La struttura dello spettacolo comprende sei scene: Al
filò mette in risalto la vita sociale dei contadini della Brianza,
le fatiche del lavoro, le credenze, le paure, la quotidiana lotta con la
povertà. Al mercato restituisce l’atmosfera vivace e
produttivamente caotica di una mattinata in Piazza Mercato a Monza agli inizi
del Novecento, tra richiami di venditori, accese contrattazioni di bestiame,
attrazioni vecchie e nuove, incontri, soste all’osteria.
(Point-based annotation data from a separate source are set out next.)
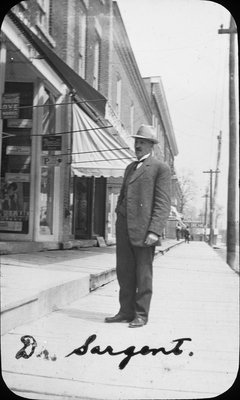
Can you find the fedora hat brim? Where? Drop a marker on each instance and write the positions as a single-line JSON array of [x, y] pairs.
[[155, 141]]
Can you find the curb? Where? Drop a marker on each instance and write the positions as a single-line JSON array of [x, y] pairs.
[[53, 298]]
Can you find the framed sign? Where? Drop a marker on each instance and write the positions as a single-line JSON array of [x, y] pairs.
[[10, 105], [51, 143]]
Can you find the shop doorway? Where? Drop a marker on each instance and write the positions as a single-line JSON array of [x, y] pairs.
[[89, 207]]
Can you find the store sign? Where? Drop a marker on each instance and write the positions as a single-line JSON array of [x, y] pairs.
[[18, 150], [51, 143], [17, 177], [15, 226], [10, 105], [19, 123]]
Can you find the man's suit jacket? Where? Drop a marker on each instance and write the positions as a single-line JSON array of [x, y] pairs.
[[148, 199]]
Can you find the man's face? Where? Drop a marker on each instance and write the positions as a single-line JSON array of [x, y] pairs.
[[142, 147]]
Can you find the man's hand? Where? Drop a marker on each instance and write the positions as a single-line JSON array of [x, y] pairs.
[[151, 239]]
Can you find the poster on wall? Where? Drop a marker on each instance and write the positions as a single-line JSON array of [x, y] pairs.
[[14, 206]]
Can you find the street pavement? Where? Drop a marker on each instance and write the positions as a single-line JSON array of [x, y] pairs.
[[193, 327]]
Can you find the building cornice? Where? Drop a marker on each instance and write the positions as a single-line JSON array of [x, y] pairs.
[[124, 50]]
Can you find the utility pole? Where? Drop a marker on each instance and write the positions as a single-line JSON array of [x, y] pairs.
[[205, 213], [219, 138], [232, 168], [211, 205]]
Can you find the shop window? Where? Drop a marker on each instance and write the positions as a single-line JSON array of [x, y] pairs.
[[96, 66], [48, 164], [16, 157]]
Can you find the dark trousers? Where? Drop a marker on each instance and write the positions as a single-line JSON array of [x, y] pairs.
[[134, 273]]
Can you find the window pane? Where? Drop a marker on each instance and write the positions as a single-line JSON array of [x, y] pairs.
[[16, 162]]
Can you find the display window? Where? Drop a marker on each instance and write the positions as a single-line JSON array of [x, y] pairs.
[[16, 157], [50, 147]]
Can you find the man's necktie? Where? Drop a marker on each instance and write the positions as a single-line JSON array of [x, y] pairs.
[[137, 163]]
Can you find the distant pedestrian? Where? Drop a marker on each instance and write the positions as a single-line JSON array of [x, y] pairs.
[[178, 231], [142, 210], [187, 234]]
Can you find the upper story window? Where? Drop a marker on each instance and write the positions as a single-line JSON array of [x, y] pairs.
[[118, 96], [96, 66], [82, 44]]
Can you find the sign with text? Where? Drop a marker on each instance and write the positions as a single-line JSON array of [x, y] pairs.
[[10, 105], [19, 123], [51, 143]]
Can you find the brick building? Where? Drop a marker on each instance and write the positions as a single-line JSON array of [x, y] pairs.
[[71, 94]]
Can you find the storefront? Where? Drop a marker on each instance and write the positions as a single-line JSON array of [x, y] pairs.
[[58, 152], [30, 206], [99, 159]]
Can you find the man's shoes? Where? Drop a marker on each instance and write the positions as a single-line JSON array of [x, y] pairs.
[[137, 322], [118, 318]]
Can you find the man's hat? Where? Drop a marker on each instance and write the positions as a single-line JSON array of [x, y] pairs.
[[146, 132]]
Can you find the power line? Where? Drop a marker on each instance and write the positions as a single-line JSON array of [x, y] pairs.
[[62, 133], [57, 104]]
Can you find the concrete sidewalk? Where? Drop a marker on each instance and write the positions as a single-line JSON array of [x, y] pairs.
[[35, 284], [195, 299]]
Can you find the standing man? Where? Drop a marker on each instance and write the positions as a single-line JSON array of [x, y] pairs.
[[142, 211]]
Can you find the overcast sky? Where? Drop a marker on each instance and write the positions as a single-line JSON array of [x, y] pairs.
[[179, 41]]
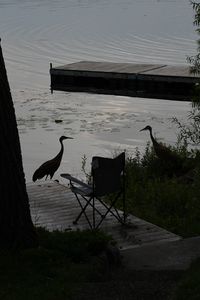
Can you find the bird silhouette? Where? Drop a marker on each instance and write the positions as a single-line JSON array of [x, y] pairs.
[[174, 163], [163, 152], [50, 167]]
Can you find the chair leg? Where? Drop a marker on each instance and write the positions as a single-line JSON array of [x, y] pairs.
[[83, 208]]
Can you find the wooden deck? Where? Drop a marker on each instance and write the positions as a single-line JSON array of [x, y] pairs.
[[139, 80], [54, 206]]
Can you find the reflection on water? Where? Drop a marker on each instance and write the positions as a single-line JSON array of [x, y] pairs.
[[37, 32]]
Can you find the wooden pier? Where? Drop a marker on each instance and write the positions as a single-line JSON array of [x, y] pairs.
[[54, 206], [137, 80]]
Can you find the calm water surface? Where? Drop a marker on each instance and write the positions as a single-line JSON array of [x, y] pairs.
[[37, 32]]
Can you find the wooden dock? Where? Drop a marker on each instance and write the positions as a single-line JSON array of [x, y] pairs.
[[137, 80], [54, 206]]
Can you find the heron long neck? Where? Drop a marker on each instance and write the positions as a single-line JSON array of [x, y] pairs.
[[60, 154], [152, 138]]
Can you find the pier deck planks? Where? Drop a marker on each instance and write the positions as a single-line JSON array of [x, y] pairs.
[[54, 206], [159, 81]]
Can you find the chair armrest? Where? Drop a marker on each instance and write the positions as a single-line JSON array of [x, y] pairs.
[[76, 180]]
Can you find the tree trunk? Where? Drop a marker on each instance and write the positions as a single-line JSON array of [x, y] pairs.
[[16, 227]]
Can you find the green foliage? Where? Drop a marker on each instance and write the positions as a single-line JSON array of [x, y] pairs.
[[154, 194], [189, 287], [55, 270]]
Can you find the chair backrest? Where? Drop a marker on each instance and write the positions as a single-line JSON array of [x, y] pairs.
[[106, 173]]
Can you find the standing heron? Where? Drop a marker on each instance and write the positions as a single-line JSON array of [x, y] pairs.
[[163, 152], [51, 166]]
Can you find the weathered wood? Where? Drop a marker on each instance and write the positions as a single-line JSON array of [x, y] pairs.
[[54, 206], [137, 80]]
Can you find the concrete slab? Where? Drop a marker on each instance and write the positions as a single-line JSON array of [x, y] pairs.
[[54, 206], [176, 255]]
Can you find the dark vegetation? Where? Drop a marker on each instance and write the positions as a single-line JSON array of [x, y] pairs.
[[74, 265], [155, 194]]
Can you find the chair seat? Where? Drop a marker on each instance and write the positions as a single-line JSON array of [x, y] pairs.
[[107, 176], [83, 191]]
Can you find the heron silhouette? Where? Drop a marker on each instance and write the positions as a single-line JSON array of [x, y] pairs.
[[163, 152], [49, 167]]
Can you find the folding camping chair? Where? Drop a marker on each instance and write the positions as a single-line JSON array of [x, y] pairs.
[[107, 176]]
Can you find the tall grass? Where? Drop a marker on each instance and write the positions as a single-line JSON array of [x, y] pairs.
[[155, 194]]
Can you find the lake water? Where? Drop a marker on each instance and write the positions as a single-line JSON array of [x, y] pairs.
[[37, 32]]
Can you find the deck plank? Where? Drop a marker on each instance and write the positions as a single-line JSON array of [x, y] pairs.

Al Lambro rimarca
il profondo e complesso legame tra la città e il suo fiume, le cui acque hanno
sì irrigato i campi, animato mulini, filande,
prestato forza motrice per la follatura e tintura dei panni di lana, favorito
la ricchezza del territorio, ma lo hanno anche inondato e devastato con piene
improvvise e spaventose. I
cappellifici conduce nello spazio della fabbrica, del lavoro alle
cardine, alle informatrici, alle presse, tra vapore bollente e polvere dei
feltri. Il punto di vista dell’imprenditore Giuseppe Cambiaghi e quello di un
operaio del cappello si confrontano alla presenza di un “coro” di operai che
hanno maturato una coscienza sindacale e chiedono con forza un cambiamento
delle loro condizioni. Monza dai moti del 1898 all’uccisione di
Umberto I è incentrata sulla
figura del segretario della Federazione Nazionale Cappellai Ettore Reina, che
all’indomani della firma del primo contratto di lavoro per gli operai del
cappello rievoca la crisi di fine secolo, le manifestazioni popolari, la
sanguinosa repressione militare fino al tragico epilogo del regicidio. I
successivi filmati sulla biografia di Gaetano Bresci e sugli atti del processo
all’anarchico lasciano il posto al
monologo di Sofia Bresci, con il quale la scena si chiude. Monza oggi sposta
lo sguardo sul presente: un gruppo di giovani monzesi si confronta con le
difficoltà imposte dalla crisi economica, ma nel rivendicare il diritto al lavoro, respinge posizioni
rinunciatarie per immaginare un possibile futuro, costruito con inventiva e
coraggio.
L’impronta sociale dello spettacolo è sottolineata nel
finale, che vede lo spettatore inserito fisicamente e mentalmente nel circuito
della rappresentazione. La festa della Giubiana, figura della tradizione
popolare che incarna la brutta stagione, i mali della comunità, le forze
negative, viene recuperata e trasformata
in esorcismo anti-crisi, rito propiziatorio per invocare una nuova primavera, inventare un nuovo mondo. I
confini imprecisi tra attori e pubblico vengono rimarcati da un momento
conviviale a base di sapori antichi della Brianza.